I posted my initial blog concerning the Black Women’s Suffrage Digital Collection, a collaborative project hosted by the Digital Public Library of America (DPLA), prematurely. My initial impression of the site was one of great excitement that such an extensive national organization valued Black women’s history to the point where they wanted to foreground their involvement in the suffrage movement. This was a movement that lead to the ratification of the 19th amendment which has typically been historicized as a White women’s movement. Initially, White and Black suffragists were able to stand and fight back against patriarchal systemic inequities in solidarity, however the movement became racially polarized when the right to vote was decidedly a race between Black men and White women.
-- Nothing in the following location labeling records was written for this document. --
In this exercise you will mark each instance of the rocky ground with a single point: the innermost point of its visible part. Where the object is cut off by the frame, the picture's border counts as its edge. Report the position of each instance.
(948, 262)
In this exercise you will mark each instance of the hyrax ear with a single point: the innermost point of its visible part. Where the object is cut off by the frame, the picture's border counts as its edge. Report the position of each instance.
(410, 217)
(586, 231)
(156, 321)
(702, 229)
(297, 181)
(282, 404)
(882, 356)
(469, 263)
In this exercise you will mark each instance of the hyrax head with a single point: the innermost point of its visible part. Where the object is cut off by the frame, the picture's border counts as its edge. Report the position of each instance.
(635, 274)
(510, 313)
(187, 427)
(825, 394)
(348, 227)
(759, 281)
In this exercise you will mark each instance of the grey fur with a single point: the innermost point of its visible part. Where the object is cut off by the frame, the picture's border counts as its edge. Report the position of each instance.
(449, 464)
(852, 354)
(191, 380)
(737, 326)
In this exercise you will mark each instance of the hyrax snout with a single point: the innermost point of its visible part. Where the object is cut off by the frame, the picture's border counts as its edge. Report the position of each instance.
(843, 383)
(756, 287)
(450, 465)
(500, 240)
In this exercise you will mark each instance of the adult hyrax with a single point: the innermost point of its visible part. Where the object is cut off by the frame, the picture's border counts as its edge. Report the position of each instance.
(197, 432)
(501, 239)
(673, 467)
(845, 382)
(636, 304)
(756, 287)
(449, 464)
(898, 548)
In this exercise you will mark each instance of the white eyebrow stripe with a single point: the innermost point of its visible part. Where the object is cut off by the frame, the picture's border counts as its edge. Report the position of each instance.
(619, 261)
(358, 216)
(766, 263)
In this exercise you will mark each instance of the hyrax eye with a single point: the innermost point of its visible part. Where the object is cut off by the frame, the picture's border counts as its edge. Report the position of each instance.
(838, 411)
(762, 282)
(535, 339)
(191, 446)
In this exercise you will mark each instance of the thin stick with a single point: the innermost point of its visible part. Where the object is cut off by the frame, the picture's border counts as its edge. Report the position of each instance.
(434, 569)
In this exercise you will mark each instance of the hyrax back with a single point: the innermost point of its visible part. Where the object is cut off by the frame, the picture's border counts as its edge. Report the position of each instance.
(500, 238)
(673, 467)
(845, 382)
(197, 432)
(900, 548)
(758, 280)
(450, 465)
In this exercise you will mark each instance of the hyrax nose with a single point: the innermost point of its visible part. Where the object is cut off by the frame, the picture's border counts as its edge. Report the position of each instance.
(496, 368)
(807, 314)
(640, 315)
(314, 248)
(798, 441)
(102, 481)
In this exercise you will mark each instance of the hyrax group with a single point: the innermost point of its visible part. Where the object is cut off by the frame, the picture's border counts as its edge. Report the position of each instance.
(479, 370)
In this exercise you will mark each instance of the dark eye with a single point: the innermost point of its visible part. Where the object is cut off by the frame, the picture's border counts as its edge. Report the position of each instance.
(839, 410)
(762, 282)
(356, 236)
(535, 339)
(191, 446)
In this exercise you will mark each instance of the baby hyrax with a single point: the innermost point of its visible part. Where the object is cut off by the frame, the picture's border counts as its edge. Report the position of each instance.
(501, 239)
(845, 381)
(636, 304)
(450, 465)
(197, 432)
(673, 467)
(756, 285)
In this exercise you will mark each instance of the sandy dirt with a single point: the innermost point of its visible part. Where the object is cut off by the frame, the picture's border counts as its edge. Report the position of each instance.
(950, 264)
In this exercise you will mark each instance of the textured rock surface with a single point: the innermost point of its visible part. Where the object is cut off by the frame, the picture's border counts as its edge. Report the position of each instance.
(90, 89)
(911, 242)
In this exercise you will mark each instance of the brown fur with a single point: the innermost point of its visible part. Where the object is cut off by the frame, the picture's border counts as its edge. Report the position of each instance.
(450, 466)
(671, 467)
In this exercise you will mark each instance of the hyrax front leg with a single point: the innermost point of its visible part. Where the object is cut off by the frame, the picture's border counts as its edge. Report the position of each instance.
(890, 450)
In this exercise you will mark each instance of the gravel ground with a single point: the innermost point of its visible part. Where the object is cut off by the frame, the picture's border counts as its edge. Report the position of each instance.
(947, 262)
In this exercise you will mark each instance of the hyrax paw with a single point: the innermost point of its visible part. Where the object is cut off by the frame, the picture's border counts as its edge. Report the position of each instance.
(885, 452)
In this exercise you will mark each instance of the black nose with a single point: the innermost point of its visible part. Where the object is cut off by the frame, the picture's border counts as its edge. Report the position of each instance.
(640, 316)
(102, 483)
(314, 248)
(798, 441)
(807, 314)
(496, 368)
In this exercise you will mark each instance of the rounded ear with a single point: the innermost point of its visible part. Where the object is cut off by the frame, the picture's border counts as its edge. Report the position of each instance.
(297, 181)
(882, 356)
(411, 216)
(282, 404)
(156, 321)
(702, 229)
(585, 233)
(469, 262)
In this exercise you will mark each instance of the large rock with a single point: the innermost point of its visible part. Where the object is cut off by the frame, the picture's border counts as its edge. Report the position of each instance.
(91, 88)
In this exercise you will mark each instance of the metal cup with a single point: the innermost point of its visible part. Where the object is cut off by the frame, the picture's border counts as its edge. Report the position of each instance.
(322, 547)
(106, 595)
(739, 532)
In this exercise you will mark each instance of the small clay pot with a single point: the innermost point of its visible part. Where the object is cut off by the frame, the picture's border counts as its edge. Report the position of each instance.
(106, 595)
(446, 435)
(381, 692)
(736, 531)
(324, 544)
Needless to say, I was excited by the site: the apparent diversity of the DPLA team, the aesthetically pleasing layout, and the many photos of women I recognized from my Black feminist genealogy, historical leaders like Ida B. Wells, Mary Church Terrell and Charlotta Bass. And I must say, the collection of papers and artifacts they have for these three women are impressive. However, as I took a deeper dive into the site after my initial post, I was disappointed. The other collections, The Featured Primary Source Sets, are drastically diluted. Of the six collections, one is announced with a picture of a group of white women marching and the collection contains several pieces of suffrage memorabilia from the white community, another promises artifacts pertaining to Black women’s involvement in the Black Power movement, signaled with a beautiful piece of artwork, but the artifacts primarily pertain to men. The Equal Rights Amendment collection features Alice Paul and other white women, and I could go on.

The Black Power Movement
Courtesy of DPLA

I was hoping not to sound overtly disparaging when two representatives from the DPLA came to give a talk in class. I was able to point out the disconnections between what the archive promises and its delivery, and the representatives were very gracious in receiving feedback. Their efforts in curating the collections are ongoing and to be commended. Take away: Collections have to be monitored for accuracy, especially 1) when you are dealing with artifacts from and of people that have been historically marginalized and minoritized and 2) when you have many partners contributing to an archive or from many different sources.

This course in archival encounters has been very inspiring. Upon arrival to my PhD program in English (and maybe even sooner), we have been encouraged to consider occupations outside of academia. I think archival management may be a possibility higher on my list.